Em vigor há seis anos, a LRF coibiu antigos excessos prejudiciais aos cofres públicos. A Secretaria do Tesouro Nacional revela que pelo menos 11 Assembléias Legislativas e Tribunais de Contas continuam gastando com o funcionalismo mais do que é permitido pela referida legislação.
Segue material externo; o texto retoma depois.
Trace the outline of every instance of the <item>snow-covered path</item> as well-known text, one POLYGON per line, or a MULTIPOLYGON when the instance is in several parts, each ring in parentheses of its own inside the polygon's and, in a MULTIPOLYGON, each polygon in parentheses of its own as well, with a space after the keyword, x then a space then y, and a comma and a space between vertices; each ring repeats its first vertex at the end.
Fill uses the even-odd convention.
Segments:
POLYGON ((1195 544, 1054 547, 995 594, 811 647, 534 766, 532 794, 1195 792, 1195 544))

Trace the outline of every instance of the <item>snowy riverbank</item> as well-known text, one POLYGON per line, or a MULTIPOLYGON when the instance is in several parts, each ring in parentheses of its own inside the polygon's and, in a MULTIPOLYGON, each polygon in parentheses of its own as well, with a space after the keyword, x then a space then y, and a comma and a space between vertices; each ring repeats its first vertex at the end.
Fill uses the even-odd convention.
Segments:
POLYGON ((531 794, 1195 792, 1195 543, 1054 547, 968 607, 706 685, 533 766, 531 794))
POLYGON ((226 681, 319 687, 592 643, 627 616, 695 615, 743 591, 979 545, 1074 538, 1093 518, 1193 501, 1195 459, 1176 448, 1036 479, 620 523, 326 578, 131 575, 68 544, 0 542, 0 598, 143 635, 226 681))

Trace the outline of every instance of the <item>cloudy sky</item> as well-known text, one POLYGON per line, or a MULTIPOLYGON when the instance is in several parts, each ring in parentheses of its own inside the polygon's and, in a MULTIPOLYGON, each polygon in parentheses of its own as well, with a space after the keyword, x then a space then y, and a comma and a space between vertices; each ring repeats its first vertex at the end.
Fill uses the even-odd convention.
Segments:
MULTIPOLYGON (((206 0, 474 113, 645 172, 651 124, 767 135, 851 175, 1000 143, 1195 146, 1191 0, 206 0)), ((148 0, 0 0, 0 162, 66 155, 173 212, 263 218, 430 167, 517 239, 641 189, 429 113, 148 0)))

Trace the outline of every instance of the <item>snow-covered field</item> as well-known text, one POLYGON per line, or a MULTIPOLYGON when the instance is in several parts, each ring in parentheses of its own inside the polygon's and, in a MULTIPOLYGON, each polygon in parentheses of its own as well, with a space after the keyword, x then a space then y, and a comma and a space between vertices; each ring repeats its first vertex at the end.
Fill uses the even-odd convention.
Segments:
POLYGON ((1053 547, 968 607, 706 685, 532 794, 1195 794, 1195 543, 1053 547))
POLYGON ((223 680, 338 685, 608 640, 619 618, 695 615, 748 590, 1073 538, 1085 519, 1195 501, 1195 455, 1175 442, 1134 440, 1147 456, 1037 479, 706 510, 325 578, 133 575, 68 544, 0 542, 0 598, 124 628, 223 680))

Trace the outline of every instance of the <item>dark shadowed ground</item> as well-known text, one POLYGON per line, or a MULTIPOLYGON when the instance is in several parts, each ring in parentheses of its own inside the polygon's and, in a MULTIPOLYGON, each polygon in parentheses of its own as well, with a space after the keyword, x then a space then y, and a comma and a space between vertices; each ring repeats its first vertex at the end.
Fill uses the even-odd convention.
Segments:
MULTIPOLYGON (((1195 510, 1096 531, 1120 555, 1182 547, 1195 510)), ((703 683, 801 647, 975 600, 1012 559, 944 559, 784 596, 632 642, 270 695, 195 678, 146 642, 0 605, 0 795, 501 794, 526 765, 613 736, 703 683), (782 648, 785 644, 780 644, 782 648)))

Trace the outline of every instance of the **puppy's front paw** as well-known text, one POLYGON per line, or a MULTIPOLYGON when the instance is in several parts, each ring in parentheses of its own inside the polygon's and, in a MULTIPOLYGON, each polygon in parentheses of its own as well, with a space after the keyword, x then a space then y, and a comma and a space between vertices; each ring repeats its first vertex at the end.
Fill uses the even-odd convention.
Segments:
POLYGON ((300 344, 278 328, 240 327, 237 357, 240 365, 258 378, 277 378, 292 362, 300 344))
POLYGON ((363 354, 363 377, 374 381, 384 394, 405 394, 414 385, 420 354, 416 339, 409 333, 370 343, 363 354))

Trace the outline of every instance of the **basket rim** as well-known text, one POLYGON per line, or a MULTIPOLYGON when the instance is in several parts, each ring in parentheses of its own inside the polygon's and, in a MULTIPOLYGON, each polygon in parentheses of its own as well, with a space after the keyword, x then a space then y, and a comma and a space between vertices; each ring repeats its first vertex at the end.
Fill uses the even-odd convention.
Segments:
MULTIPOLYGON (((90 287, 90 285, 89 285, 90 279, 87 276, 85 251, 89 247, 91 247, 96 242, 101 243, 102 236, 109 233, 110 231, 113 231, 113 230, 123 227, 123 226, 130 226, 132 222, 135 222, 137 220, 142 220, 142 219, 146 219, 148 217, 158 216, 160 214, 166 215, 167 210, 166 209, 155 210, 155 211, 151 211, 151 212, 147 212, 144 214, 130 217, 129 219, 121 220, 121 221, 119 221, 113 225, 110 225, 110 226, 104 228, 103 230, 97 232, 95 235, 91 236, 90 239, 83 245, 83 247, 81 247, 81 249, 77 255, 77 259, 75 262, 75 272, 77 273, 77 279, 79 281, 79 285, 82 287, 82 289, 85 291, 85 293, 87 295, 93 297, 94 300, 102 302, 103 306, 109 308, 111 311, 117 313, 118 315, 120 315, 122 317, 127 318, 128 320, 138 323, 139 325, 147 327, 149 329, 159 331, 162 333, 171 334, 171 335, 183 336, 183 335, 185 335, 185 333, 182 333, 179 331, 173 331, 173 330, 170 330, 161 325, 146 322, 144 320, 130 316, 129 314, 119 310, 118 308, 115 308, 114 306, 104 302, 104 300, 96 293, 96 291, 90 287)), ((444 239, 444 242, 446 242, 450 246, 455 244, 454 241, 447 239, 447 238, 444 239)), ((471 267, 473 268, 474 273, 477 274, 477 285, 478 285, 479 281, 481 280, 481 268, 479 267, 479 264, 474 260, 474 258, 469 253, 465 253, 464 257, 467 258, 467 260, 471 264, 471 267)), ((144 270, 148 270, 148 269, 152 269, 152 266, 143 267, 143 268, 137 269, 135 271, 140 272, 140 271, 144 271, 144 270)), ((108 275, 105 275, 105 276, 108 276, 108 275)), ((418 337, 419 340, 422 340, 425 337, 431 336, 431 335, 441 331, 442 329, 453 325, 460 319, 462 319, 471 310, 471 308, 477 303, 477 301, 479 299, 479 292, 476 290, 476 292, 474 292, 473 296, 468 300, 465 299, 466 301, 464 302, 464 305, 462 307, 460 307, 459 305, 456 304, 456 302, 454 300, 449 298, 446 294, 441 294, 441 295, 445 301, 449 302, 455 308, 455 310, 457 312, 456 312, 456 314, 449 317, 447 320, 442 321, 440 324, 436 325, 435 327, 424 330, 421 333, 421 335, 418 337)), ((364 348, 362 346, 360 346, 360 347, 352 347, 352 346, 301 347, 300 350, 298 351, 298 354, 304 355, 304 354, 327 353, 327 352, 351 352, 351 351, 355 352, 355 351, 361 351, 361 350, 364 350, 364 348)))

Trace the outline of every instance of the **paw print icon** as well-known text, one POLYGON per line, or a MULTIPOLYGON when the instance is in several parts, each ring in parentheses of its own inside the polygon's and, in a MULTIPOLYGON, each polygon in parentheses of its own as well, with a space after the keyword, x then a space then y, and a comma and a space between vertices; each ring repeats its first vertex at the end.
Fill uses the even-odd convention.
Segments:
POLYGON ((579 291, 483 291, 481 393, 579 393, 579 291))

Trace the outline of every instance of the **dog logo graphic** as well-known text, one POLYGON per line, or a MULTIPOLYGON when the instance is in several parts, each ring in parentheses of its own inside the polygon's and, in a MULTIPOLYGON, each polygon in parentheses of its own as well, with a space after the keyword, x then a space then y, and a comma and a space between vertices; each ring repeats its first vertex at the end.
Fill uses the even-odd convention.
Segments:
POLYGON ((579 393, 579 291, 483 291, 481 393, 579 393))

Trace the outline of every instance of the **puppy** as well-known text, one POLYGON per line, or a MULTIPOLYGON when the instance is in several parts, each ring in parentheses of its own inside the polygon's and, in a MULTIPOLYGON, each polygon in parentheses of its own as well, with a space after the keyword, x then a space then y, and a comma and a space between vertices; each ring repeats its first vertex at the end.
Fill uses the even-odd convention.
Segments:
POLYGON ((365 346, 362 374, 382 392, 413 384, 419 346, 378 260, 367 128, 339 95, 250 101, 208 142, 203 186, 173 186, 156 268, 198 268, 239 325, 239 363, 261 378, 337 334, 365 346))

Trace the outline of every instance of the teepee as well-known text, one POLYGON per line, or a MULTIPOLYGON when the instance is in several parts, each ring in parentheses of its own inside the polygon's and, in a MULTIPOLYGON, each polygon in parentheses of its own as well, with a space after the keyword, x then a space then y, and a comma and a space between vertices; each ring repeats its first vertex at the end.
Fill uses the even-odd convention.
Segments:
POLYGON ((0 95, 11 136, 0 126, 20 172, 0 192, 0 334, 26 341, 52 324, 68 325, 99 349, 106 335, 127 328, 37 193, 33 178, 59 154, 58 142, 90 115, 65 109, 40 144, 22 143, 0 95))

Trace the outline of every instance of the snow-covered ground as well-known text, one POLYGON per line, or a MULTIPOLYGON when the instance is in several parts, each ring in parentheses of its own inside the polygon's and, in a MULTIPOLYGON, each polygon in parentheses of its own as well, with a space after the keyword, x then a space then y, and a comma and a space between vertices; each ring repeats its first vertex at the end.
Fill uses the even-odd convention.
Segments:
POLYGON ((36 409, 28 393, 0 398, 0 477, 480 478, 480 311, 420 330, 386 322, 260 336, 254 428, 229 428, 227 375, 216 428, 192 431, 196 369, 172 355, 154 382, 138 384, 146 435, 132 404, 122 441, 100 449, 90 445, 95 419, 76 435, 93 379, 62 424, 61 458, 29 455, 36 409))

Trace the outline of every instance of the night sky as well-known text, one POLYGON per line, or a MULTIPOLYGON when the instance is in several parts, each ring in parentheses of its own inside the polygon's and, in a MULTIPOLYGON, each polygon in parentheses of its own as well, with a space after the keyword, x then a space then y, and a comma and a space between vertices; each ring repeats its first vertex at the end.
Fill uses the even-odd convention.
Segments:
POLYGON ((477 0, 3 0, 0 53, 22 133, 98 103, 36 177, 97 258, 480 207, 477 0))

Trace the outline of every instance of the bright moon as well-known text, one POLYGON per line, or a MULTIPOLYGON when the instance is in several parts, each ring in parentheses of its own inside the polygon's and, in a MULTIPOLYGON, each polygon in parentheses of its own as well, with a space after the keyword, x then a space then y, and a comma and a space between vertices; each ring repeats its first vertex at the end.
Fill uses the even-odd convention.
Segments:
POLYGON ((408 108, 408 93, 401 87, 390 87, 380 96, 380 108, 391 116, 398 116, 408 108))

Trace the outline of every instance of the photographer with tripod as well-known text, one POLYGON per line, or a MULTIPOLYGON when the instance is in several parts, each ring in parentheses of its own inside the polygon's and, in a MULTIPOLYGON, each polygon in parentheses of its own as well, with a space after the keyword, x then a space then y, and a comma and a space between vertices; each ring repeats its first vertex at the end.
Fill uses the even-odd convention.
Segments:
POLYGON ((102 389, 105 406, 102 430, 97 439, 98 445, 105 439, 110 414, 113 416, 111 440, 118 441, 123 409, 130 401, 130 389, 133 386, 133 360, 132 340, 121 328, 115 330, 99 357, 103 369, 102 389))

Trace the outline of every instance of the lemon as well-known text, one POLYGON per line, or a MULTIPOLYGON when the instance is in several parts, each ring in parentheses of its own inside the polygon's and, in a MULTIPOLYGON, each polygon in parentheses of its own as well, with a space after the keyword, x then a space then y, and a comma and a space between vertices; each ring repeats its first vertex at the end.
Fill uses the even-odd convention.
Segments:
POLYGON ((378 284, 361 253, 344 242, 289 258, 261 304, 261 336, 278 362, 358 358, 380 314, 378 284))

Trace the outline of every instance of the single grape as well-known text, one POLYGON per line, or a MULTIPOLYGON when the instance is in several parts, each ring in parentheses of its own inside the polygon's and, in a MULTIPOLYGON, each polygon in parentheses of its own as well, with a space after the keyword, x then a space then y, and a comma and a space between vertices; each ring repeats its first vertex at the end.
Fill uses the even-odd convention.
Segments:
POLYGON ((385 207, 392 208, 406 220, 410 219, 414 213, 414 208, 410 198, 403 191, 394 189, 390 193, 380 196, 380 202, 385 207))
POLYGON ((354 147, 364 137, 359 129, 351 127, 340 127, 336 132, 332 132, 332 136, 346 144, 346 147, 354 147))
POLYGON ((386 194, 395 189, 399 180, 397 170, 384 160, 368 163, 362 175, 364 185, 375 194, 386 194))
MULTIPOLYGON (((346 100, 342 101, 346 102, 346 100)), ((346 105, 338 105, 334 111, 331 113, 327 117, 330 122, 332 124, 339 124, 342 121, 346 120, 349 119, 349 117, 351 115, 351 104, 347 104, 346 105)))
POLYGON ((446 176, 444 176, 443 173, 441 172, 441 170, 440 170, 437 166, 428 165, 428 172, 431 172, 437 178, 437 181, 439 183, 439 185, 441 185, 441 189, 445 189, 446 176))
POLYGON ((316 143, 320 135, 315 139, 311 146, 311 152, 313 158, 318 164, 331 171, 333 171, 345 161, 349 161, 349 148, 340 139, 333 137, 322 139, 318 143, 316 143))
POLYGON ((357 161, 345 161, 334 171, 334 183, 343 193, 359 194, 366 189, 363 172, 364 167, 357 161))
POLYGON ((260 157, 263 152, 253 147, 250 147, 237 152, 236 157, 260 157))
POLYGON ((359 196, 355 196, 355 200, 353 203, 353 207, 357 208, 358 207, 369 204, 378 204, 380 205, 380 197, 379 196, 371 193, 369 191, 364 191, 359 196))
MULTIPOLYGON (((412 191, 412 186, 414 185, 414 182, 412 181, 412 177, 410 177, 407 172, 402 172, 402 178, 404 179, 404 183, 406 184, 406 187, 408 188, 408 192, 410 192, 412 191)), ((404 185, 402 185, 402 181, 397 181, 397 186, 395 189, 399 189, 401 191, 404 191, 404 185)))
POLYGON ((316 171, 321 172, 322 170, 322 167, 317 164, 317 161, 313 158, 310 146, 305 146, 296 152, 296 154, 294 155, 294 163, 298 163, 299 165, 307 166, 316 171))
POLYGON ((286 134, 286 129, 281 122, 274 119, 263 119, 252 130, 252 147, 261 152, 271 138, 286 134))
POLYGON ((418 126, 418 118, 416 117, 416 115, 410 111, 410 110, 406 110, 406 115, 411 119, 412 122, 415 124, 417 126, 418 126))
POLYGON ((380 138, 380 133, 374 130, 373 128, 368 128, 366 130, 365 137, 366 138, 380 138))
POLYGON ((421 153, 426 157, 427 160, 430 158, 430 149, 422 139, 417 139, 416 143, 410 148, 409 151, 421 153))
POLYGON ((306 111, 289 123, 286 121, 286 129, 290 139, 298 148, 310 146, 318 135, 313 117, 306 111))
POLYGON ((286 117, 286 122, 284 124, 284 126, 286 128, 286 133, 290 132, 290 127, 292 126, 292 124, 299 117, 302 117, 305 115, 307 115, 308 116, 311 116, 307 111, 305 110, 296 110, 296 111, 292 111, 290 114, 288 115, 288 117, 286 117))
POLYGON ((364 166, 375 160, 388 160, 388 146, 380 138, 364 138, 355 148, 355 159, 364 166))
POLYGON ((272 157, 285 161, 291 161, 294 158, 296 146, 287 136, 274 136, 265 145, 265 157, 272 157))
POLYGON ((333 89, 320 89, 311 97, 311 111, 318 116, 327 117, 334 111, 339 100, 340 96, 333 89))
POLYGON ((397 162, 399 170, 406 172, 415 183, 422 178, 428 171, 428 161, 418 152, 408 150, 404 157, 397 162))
A situação mais grave é a de Rondônia, onde os deputados estaduais instituíram despesas “paralelas”, visando financiar suas campanhas eleitorais, as quais, conforme inquérito realizado pela Polícia Federal, resultaram no desvio de aproximadamente R$ 70 milhões.
A Lei de Responsabilidade Fiscal determina em 60% da Receita Corrente Líquida o dispêndio máximo com pessoal, distribuindo esse limite da seguinte forma entre os diversos Poderes: Executivo, 49%; Legislativo, 3%; Judiciário, 6%; e Ministério Público, 2%. Nos municípios, destinam-se 54% ao Executivo e 6% ao Legislativo.
Descumpriram a lei os legislativos de Rondônia, Sergipe, Roraima, Mato Grosso, Alagoas, Distrito Federal, Amapá, Pará, Rio Grande do Norte, Mato Grosso e o Maranhão, variando o percentual da receita estadual, o gasto com servidores, na ordem decrescente da aludida relação, entre 5,49% e 3,43%.
O caso de Rondônia expressa acentuado desrespeito à lei e ao contribuinte, pois não houve, sequer, a cautela de ocultar provas das irregularidas cometidas. O grande excesso na folha de pagamento de pessoal foi descoberto depois que a PF apreendeu na Assembléia um notebook contendo os nomes dos beneficiários. Aproximadamente, 380 pessoas foram identificadas e convocadas a depor, existindo 14 inquéritos, inclusive investigando a acusação de cobrança de suborno para apoiar o governo daquele Estado.
A Lei de Responsabilidade Fiscal estabelece que os órgãos integrantes do Poder Legislativo devem dar ampla transparência às suas despesas com pessoal, divulgando-as pela internet a cada quatro meses. Poucos cumprem essa obrigação, o que revela a existência de resquícios de um tempo que deveria estar superado, mostrando como é difícil fazer com as leis sejam obedecidas no País.